Sai replied, "I'm sorry. I took the last two yesterday."

Citron sat with a thump on the floor and started to sob. "I hate this," he said slurrily. "I'm cold and I'm scared and there's no bread left, and it smells of mildew in here—"

"You're just drunk," Millie told him.

"—and Millie's cranky all the time," Citron continued with a glare at Millie, "and Sai farts in her sleep, and Max's boots don't fit him any more. He's growing up."

"Shut up!" said Max. He grabbed Citron by the shoulders, dragged him to his feet, and started to shake him. "Shut up!" His voice broke on the "up" and ended in a little squeak. It should have been funny, but now he had Citron up against the wall and was choking him. Jolly and Sai yanked at Max's hands. They told him over and over to stop, but he wouldn't. The creepiest thing was, Citron wasn't making any sound. He couldn't. He couldn't get any air. He scrabbled at Max's hands, trying to pull them off his neck.

Millie knew she had to do something quickly. She slammed the bottle of vodka across Max's back, like christening a ship. She'd seen it on tv, when tvs still worked. When you could still plug one in and have juice flow through the wires to make funny cartoon creatures move behind the screen, and your mom wouldn't sprout in front of your eyes and eat your dad and bite your hand off.

Millie'd thought the bottle would shatter. But maybe the glass was too thick, because though it whacked Max's back with a solid thump, it didn't break. Max dropped to the floor like he'd been shot. Jolly put her hands to her mouth. Startled at what she herself had done, Millie dropped the bottle. It exploded when it hit the floor, right near Max's head. Vodka fountained up and out, and then Max was whimpering and rolling around in the booze and broken glass. There were dark smears under him.

"Ow! Jesus! Ow!" He peered up to see who had hit him. Millie moved closer to Jolly.

"Max." Citron's voice was hoarse. He reached a hand out to Max. "Get out of the glass, dude. Can you stand up?"

Millie couldn't believe it. "Citron, he just tried to kill you!"

"I shouldn't have talked about growing up. Jolly, can you find the candles? It's dark in here. Come on, Max." Citron pulled Max to his feet.

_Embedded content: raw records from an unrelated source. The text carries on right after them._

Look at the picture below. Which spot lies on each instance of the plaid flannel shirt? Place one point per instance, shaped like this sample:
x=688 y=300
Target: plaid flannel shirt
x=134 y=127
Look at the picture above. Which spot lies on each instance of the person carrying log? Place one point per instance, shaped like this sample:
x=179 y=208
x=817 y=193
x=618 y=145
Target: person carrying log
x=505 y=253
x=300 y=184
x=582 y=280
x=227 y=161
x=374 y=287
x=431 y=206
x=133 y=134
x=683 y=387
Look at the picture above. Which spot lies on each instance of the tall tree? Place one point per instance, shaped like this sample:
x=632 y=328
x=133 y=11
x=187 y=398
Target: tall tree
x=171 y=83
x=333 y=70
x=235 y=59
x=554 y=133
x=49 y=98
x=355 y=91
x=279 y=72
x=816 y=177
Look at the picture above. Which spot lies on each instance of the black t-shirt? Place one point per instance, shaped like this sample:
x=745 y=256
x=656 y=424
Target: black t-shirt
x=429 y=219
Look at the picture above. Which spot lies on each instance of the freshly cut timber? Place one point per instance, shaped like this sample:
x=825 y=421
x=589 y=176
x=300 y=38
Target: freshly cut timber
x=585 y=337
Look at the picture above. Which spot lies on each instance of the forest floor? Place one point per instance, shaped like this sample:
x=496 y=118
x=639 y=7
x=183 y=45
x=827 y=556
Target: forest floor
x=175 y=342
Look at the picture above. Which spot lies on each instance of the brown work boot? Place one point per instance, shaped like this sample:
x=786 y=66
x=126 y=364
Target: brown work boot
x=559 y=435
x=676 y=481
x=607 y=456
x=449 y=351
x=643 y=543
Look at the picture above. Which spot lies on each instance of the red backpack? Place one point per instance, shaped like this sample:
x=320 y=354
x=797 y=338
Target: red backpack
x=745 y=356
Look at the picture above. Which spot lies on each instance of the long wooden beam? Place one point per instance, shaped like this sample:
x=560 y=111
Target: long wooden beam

Max came up mad. He shook broken glass off his leather jacket, and stood towering over Millie. Was his chest thicker than it had been? Was that hair shadowing his chin? Millie whimpered and cowered away. Jolly put herself between Millie and Max. "Don't be a big old bully," she said to Max. "Picking on the one-hand girl. Don't be a dog."

It was like a light came back on in Max's eyes. He looked at Jolly, then at Millie. "You hurt me, Millie. I wouldn't hurt you," he said to Millie. "Even if . . ."

"If . . . that thing was happening to you," Jolly interrupted him, "you wouldn't care who you were hurting. Besides, you were choking Citron, so don't give us that innocent look and go on about not hurting people."

Max's eyes welled up. They glistened in the candlelight. "I'll go," he said drunkenly. His voice sounded high, like the boy he was ceasing to be. "Soon. I'll go away. I promise."

"When?" Millie asked softly. They all heard her, though. Citron looked at her with big, wet doe eyes.

Max swallowed. "Tomorrow. No. A week."

"Three days," Jolly told him. "Two more sleeps."

Max made a small sound in his throat. He wiped his hand over his face. "Three days," he agreed.